In 2015, researchers at Weill Cornell Medical College and colleagues indicated that after performing FISH and RT-PCR, they were not able to find this gene fusion in their tumor samples8. In response, Meyerson and his colleagues reassessed their data using an array that covers exons, noncoding regions and intronic regions involved in gene fusions9. They found four gene fusions in frozen tissue but could not find the fusion in samples that had been formalin fixed and embedded in paraffin. They screened additional samples and realized that their finding had actually been a subclonal population of tumor cells with a frequency much lower than their original estimate.

Schmitt sees this reassessment of the gene fusion event in breast cancer as “an excellent example of the self-correcting nature of science.” He praises the care the authors took in following up on the raised concern and their use of an independent method to screen 366 additional paired samples.
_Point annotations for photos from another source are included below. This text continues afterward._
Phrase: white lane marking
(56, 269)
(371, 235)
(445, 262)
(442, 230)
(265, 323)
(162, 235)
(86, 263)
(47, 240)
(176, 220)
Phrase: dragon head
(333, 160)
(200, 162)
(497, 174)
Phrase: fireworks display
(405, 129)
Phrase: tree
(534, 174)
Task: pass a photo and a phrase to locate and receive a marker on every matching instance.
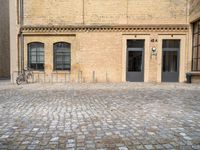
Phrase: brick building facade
(104, 40)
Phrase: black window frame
(195, 66)
(38, 65)
(65, 63)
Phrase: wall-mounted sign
(154, 51)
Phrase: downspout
(21, 34)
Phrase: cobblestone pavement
(123, 116)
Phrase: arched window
(36, 56)
(62, 56)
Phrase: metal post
(93, 76)
(65, 77)
(106, 77)
(56, 77)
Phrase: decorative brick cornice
(136, 28)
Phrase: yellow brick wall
(103, 52)
(90, 12)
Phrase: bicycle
(24, 76)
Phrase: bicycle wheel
(19, 80)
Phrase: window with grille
(196, 47)
(62, 56)
(36, 56)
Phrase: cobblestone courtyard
(100, 116)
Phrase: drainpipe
(21, 35)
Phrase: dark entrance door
(170, 62)
(135, 61)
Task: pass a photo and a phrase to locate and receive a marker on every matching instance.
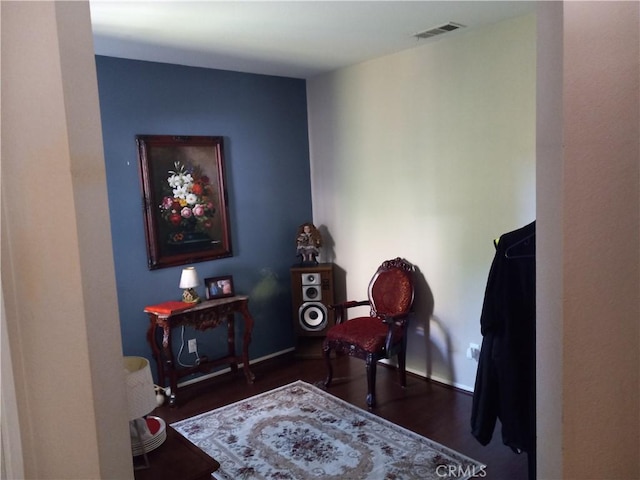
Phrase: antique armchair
(380, 335)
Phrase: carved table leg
(246, 340)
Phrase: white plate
(150, 443)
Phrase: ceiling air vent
(447, 27)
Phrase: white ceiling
(298, 39)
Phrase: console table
(203, 316)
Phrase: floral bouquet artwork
(188, 206)
(184, 196)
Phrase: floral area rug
(301, 432)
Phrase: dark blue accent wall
(263, 121)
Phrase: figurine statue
(308, 243)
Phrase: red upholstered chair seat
(366, 333)
(382, 333)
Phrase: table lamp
(189, 280)
(141, 395)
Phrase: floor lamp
(141, 396)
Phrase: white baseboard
(435, 378)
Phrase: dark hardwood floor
(430, 409)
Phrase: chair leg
(326, 352)
(402, 367)
(371, 381)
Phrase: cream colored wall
(58, 278)
(429, 154)
(601, 240)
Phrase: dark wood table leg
(246, 340)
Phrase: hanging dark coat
(505, 380)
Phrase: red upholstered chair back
(391, 288)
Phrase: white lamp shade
(141, 395)
(189, 278)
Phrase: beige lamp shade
(141, 396)
(189, 278)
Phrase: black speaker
(311, 293)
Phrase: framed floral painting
(219, 287)
(184, 199)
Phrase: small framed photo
(219, 287)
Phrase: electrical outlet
(473, 352)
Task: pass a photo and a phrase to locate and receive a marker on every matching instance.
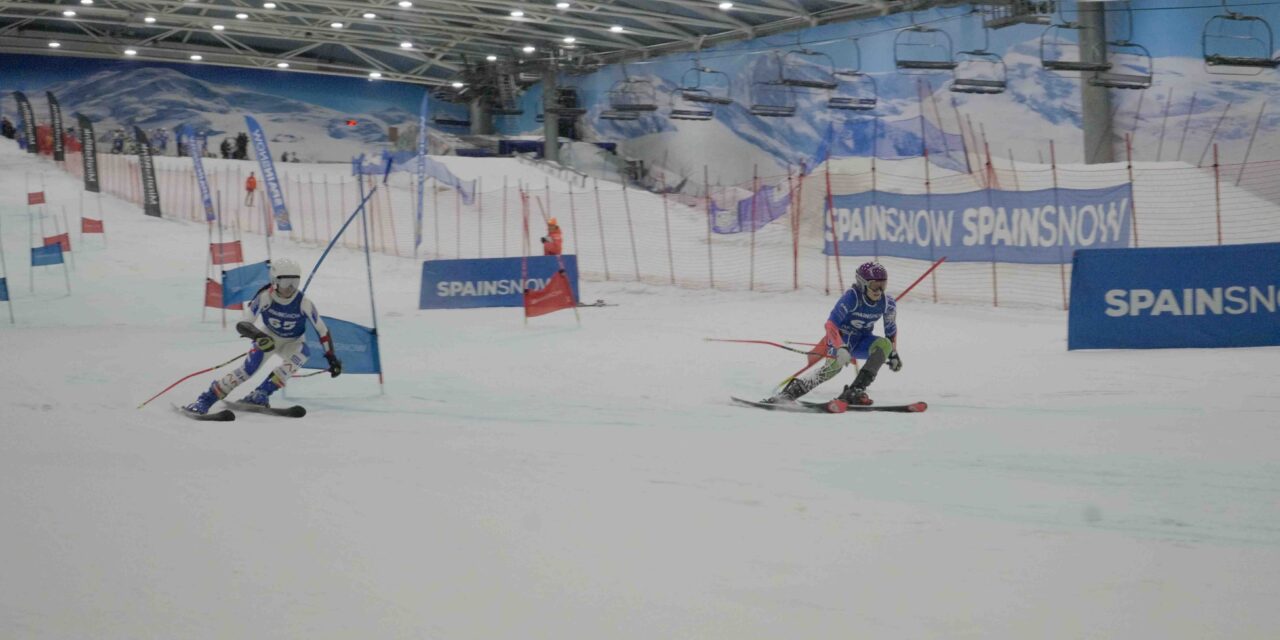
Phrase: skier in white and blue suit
(850, 334)
(286, 312)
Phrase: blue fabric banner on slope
(355, 346)
(493, 282)
(1028, 227)
(274, 193)
(48, 255)
(195, 144)
(242, 283)
(1175, 297)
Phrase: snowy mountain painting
(167, 96)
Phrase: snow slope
(563, 480)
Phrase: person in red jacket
(553, 241)
(250, 187)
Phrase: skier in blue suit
(850, 336)
(284, 311)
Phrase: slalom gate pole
(350, 219)
(190, 376)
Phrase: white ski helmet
(286, 278)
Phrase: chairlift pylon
(632, 95)
(979, 71)
(771, 97)
(1237, 44)
(918, 49)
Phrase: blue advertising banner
(242, 283)
(355, 346)
(195, 144)
(1028, 227)
(488, 282)
(1175, 297)
(269, 177)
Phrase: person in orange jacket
(553, 241)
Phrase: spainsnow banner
(195, 144)
(1141, 298)
(494, 282)
(269, 177)
(55, 114)
(88, 147)
(147, 168)
(28, 122)
(1028, 227)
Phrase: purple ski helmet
(872, 272)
Zhang sees in this incident the importance of replication studies to validate the frequency of a mutation or a fusion event in cancer. Errors can creep in at many stages in the experimental process as well as during computational analysis. As Meyerson explains, “I actually think that finding sources of error is one of the most important things when trying to find truth in science.” An aspect that will propel the hunt for rare genetic alterations is, in his view, “statistical power that comes from having more and more samples.”

There is now a huge opportunity to discover the 5%, 2%, 1% and 0.5% frequency mutations with an accurate approach, says Meyerson. Large-scale sequencing efforts such as The Cancer Genome Atlas and the International Cancer Genome Consortium have enabled cancer genome discovery. But, he says, “paradoxically,” the funding for these sorts of studies “has pretty much dried up” right as sequencing prices have dropped and it has become feasible to dig deeply into cancer genomes.
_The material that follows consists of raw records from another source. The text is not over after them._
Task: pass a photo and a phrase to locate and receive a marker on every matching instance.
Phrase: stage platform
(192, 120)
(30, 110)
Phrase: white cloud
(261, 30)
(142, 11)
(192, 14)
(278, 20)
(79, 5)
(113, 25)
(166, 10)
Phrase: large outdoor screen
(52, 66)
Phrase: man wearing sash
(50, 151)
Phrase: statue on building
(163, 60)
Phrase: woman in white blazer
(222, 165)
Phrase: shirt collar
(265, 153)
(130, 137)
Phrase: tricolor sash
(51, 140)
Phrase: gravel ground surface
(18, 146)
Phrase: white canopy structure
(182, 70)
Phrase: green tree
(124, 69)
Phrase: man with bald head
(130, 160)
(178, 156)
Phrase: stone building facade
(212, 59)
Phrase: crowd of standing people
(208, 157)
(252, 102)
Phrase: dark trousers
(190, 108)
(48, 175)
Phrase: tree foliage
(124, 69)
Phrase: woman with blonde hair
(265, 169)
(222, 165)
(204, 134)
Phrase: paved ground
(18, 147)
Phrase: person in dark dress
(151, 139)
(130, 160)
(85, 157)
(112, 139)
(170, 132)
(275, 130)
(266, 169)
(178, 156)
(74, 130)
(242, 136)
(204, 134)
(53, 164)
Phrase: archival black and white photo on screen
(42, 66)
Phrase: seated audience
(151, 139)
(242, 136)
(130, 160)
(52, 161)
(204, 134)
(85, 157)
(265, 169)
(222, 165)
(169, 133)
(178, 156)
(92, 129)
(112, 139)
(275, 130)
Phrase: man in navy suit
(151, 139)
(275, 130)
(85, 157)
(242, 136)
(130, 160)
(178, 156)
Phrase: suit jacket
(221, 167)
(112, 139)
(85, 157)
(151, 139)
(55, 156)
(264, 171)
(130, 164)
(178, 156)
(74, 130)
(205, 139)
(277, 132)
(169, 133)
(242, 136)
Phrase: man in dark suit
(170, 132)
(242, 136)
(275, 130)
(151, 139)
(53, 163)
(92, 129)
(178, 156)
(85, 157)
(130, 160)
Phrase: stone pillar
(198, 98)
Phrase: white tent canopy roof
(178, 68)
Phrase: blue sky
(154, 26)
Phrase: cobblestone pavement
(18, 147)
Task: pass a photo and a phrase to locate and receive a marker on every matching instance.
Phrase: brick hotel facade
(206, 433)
Structural rearrangements are especially tough to find. “I think that we're missing most of the structural alterations of the genome,” says Meyerson. Scientists need more genomic sequence. But with short reads, labs will not be able to find all of the rearrangements.

It is statistically challenging to know what the background rate of genetic variation in cancer is, which is important for functionally discerning the role of mutations both rare and common, says Meyerson. Frequent genetic alterations in cancer might have been selected for, or there just might not be much counter-selection.

Existing state-of-the-art technology is good at finding point mutations in the exome and other nonrepetitive sequence. It remains challenging to find structural variations throughout the genome. What will truly help for the discovery of rare alterations is the statistical power that comes from studying more samples, says Meyerson. Technology advances now let labs begin to gain an understanding of structural alterations inside and outside of coding regions, he says. It's an experimental challenge and “absolutely a software question,” he says. A result can turn out to be an error, he says, and the flip side is also possible: a result that researchers think is an error can actually be real. Both incidents can affect patient treatment and progress in science.